Question

If two consecutive terms in the expansion of ${{\left( p+q \right)}^{n}}$ are equal, where n is a positive integer, then $\dfrac{\left( n+1 \right)q}{p+q}$ is:
(a)A rational number
(b)A positive integer
(c)A negative integer
(d)An integer

Answer 1

Hint: First apply binomial theorem to find any two consecutive coefficients. By that condition, find the relation between q, p, r, n. Now substitute this relation into the given number. Check the type of number.
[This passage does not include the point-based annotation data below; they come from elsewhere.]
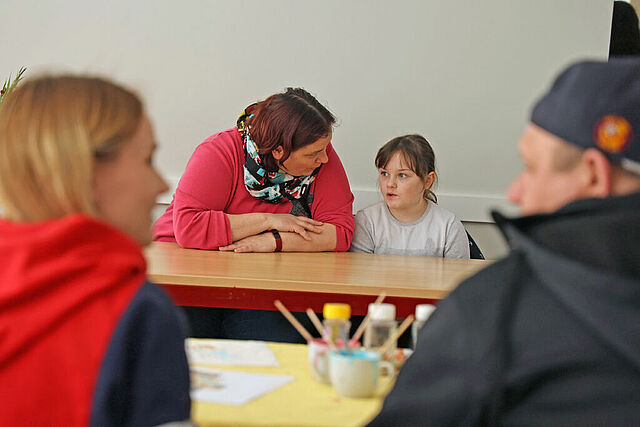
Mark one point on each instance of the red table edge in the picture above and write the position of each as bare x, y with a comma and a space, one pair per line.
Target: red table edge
262, 299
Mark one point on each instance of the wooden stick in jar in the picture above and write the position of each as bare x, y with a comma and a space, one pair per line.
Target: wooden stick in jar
393, 338
365, 321
301, 330
316, 322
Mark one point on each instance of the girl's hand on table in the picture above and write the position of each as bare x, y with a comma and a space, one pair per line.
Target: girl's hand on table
294, 224
264, 242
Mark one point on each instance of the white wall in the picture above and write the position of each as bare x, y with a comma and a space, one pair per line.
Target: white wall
462, 73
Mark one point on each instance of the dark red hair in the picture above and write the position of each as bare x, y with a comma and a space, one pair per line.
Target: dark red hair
291, 119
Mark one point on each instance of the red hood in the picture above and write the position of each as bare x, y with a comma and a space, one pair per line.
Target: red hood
64, 284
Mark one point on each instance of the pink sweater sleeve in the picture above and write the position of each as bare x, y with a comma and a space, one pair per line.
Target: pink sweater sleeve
204, 190
333, 201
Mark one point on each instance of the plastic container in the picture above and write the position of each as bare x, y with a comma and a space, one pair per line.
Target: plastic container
336, 322
382, 324
423, 312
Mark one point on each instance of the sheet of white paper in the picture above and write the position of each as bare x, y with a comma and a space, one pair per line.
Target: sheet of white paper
229, 353
232, 388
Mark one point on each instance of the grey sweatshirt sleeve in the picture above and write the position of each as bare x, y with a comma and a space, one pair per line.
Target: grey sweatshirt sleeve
363, 234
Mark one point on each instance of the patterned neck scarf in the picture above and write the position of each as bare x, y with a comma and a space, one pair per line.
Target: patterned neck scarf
272, 187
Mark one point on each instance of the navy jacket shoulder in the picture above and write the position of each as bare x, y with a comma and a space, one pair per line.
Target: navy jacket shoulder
144, 379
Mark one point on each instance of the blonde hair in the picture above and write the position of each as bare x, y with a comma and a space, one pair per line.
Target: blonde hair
52, 130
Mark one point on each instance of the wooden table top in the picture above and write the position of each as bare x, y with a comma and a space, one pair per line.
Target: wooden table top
331, 272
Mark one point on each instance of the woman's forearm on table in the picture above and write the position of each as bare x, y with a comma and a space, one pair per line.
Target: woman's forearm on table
325, 241
245, 225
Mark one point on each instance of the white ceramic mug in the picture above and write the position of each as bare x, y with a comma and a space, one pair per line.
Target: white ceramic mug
318, 351
355, 374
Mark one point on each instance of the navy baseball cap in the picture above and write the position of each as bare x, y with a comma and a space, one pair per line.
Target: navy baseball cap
596, 105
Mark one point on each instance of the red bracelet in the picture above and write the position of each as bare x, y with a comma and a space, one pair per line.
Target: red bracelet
278, 240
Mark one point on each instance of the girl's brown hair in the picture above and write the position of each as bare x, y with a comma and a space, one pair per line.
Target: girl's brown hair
292, 119
417, 152
52, 130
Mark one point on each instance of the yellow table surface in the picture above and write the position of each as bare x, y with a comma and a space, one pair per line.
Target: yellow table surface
302, 402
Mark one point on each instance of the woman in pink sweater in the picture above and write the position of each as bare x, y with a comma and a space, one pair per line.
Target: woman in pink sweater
273, 183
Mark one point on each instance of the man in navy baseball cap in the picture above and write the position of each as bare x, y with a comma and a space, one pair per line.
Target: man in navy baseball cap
549, 335
583, 139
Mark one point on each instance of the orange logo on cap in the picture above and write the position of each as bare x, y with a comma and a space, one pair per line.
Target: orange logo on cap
613, 133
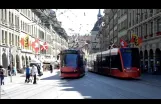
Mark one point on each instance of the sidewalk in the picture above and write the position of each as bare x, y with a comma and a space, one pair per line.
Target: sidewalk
152, 79
18, 87
19, 78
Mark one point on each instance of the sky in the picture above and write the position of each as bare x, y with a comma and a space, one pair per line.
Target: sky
77, 21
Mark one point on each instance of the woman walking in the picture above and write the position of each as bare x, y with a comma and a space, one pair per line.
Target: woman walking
27, 74
34, 73
2, 71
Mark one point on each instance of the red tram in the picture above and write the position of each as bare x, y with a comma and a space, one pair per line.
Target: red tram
118, 62
71, 63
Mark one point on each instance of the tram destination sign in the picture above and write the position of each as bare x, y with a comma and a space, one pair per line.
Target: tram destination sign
127, 50
70, 51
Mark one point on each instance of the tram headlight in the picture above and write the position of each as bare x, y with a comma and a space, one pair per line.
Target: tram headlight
75, 70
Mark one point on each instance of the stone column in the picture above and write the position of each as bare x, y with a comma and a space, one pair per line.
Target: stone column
154, 60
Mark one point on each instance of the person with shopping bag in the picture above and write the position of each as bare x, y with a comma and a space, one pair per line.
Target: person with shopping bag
2, 72
34, 73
This type is the required result in the question.

Complete step-by-step answer:
Given condition in the question is written inform of:
Consecutive terms of expansion ${{\left( p+q \right)}^{n}}$ are equals. Let us assume that ${{r}^{th}},{{\left( r+1 \right)}^{th}}$ terms are those consecutive terms which are given to be as equal in value.
By binomial theorem we can say the expansion to be:
${{\left( p+q \right)}^{n}}=\sum\limits_{k=0}^{n}{{}^{n}{{C}_{k}}}{{p}^{k}}{{q}^{n-k}}$
From above expansion we can say the ${{r}^{th}}$ term to be as:
Let us assume the ${{r}^{th}}$term to be denoted by ‘a’.
By substituting $k=r$ , we get value of variable ‘a’ as:
$a={}^{n}{{C}_{r}}{{p}^{r}}{{q}^{n-r}}$
From the binomial theorem we can say the ${{\left( r+1 \right)}^{th}}$ term to be as:
Let us assume the ${{\left( r+1 \right)}^{th}}$term to be denoted by b.
By substituting $k=r+1$ , we get the value of variable ‘b’ as:
$b={}^{n}{{C}_{r+1}}{{p}^{r+1}}{{q}^{n-\left( r+1 \right)}}$
By simplifying above equation, we get the value of variable ‘b’ as:
$b={}^{n}{{C}_{r+1}}{{p}^{r+1}}{{q}^{n-r-1}}$
By condition given between a, b we can say the equation as:
$a=b$
By substituting their values, we get equation to be as:
${}^{n}{{C}_{r}}{{p}^{r}}{{q}^{n-r}}={}^{n}{{C}_{r+1}}{{p}^{r+1}}{{q}^{n-r-1}}$
By simplifying, combining terms , we get the equation in form:
$\dfrac{{{q}^{n-r}}}{{{q}^{n-r-1}}}=\dfrac{{}^{n}{{C}_{r+1}}}{{}^{n}{C}_{r}}.\dfrac{{{p}^{r+1}}}{{{p}^{r}}}$
Combinations:- it is a mathematical technique that determines the number of possible arrangements in a collection of items where the order of selection does not matter in combination you can select items in any order. Formula is given by ${}^{n}{{C}_{r}}=\dfrac{n!}{r!\left( n-r \right)!}$
By expanding and simplifying, we get the equation as:
$\dfrac{q}{p}=\dfrac{n!\left( n-r \right)!r!}{n!\left( r+1 \right)!\left( n-r-1 \right)!}=\dfrac{n-r}{r+1}$ ……………………. (1)
Given number for which we need the type is give:
$\dfrac{\left( n+1 \right)q}{p+q}$
By taking common from denominator and cancel it, we get :
$\dfrac{n+1}{\dfrac{p}{q}+1}$
By substituting equation (1) , we get it as follows below:
$\dfrac{n+1}{\left( \dfrac{r+1}{n-r} \right)+1}=\dfrac{n+1}{\dfrac{r+1+n-r}{n-r}}=\dfrac{\left( n+1 \right)\left( n-r \right)}{n+1}$
By cancelling the common terms, we get the equation
$\dfrac{\left( n+1 \right)q}{p+q}=n-r$
As n is always greater than r, we say $n-r$ is a positive integer.
Therefore option (b) is the correct answer for this question.

Note: Be careful with the formula of binomial theorem, combination because the whole answer depends on it. Students forget to write r! terms in the denominator. Do not make that mistake as it might make the whole result go wrong, while converting numbers we took a common just to generate $\dfrac{p}{q}$ term. It is an important idea.